# Seasoning/marinade for lamb loin chops?



## bgaviator (Apr 29, 2020)

I’ve seen our Kroger carrying lamb loin chops lately. What’s the best way to grill these?  Also, is there a good rub or marinade to use?  I have all kinds of bbq rubs from Meat Church and others. But I was also thinking Cavenders Greek could possibly be good, right?  Or would a marinade of some kind be better?  Looking for any and all suggestions. Thanks!


----------



## chef jimmyj (Apr 29, 2020)

This Lamb Marinade is used in Upstate NY for a yearly competition. It's typically used on chunks of Leg or Shoulder, then Skewed and Grilled. It is sold as a Sandwich but great on Chops or Roasts...JJ

*Spiedie Marinade/Sauce*

1/2Cup Olive Oil
2Cup Red Wine Vinegar
1/2Cup Worcestershire
2T Minced Garlic
1/2tsp Dry Basil
1tsp Dry Oregano
2tsp Dry Parsley
1/2tsp Gran. Garlic
1tsp Gran Onion
1/2tsp Red Pepper Flake
1T Salt
1T Sugar
2tsp Black Pepper
1Cup Red Wine

Combine all, Mix well and Divide in half to use for Marinade and Sandwich Sauce.

Makes about 3Cups total.

Cut 4-5Lbs Meat, any, in 1 inch cubes. Add 1/2 the Marinade/Sauce and Marinate for at least 24 hours or up to 3 days.

Place on Skewers and Grill to desired doneness.

Serve on Italian Bread with additional Sauce.


----------



## ozzz (Apr 29, 2020)

Sounds like a nice marinade JJ. I will have try it the next time I do lamb. 
LIKE


----------



## forktender (May 4, 2020)

Olive oil, black or white pepper, salt, lots of crushed garlic, lemon juice and bruised fresh rosemary, oregano and thyme.
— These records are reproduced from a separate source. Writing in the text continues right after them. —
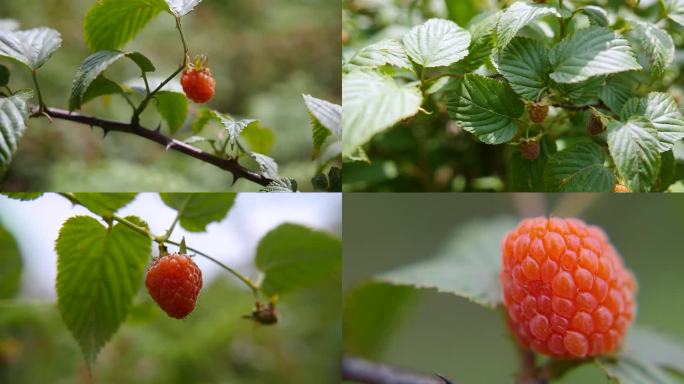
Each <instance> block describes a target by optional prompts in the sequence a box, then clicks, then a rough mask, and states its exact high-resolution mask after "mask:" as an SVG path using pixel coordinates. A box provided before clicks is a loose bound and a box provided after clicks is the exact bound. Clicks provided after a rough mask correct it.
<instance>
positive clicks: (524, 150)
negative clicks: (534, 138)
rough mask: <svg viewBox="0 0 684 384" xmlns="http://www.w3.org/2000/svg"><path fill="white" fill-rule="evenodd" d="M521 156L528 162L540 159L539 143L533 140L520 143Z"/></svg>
mask: <svg viewBox="0 0 684 384" xmlns="http://www.w3.org/2000/svg"><path fill="white" fill-rule="evenodd" d="M520 154H522V155H523V157H524V158H526V159H527V160H530V161H534V160H537V159H538V158H539V142H538V141H536V140H532V141H525V142H522V143H520Z"/></svg>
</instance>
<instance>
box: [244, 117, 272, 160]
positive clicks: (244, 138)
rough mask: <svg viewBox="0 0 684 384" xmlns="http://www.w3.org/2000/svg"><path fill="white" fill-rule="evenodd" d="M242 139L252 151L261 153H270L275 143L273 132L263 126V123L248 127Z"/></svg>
mask: <svg viewBox="0 0 684 384" xmlns="http://www.w3.org/2000/svg"><path fill="white" fill-rule="evenodd" d="M241 137H242V138H243V139H245V141H246V142H247V144H249V148H250V149H251V150H252V151H254V152H259V153H270V152H271V148H273V144H274V143H275V135H274V134H273V131H272V130H271V129H269V128H267V127H264V126H262V125H261V123H259V124H249V125H248V126H246V127H245V129H244V130H243V131H242V135H241Z"/></svg>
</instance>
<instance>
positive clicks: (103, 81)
mask: <svg viewBox="0 0 684 384" xmlns="http://www.w3.org/2000/svg"><path fill="white" fill-rule="evenodd" d="M121 93H124V90H123V89H122V88H121V86H120V85H119V84H118V83H116V82H114V81H112V80H109V79H108V78H106V77H105V76H104V75H99V76H98V77H96V78H95V80H93V82H92V83H90V86H89V87H88V89H87V90H86V93H85V94H84V95H83V97H82V98H81V104H86V103H88V102H89V101H91V100H93V99H96V98H98V97H100V96H105V95H115V94H121Z"/></svg>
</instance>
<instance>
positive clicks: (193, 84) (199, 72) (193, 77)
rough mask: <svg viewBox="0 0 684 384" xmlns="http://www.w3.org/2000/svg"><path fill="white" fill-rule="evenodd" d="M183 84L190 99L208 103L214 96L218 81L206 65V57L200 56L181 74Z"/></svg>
mask: <svg viewBox="0 0 684 384" xmlns="http://www.w3.org/2000/svg"><path fill="white" fill-rule="evenodd" d="M181 85H182V86H183V91H184V92H185V96H187V97H188V99H190V100H192V101H194V102H195V103H199V104H202V103H206V102H207V101H209V100H211V98H212V97H214V90H215V86H216V82H215V81H214V78H213V77H211V71H210V70H209V67H207V66H206V57H203V56H198V57H197V58H195V62H194V64H192V65H190V66H189V67H188V68H187V69H186V70H185V71H184V72H183V75H182V76H181Z"/></svg>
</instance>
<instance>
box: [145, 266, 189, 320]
mask: <svg viewBox="0 0 684 384" xmlns="http://www.w3.org/2000/svg"><path fill="white" fill-rule="evenodd" d="M145 286H147V291H148V292H149V293H150V296H152V298H153V299H154V301H156V302H157V304H159V306H160V307H161V309H163V310H164V312H166V313H167V314H168V315H169V316H171V317H175V318H176V319H182V318H184V317H185V316H187V315H188V314H189V313H190V312H192V310H193V309H195V301H196V300H197V295H199V291H200V289H202V271H201V270H200V269H199V268H198V267H197V265H196V264H195V262H194V261H192V259H191V258H190V257H189V256H188V255H182V254H172V255H165V256H161V257H159V258H157V259H155V260H153V261H152V264H151V265H150V268H149V269H148V271H147V277H146V278H145Z"/></svg>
I grew up with a lot of Portagee cattle ranchers and whenever they cooked a whole lamb there were buckets of this poured over and mopped over the lambs while they were cooking on the spit over an oak wood fire pit.
It's some good stuff, lamb roasted on a rotatory over oak wood swimming in this marinade is as good as it gets. 

Dan


----------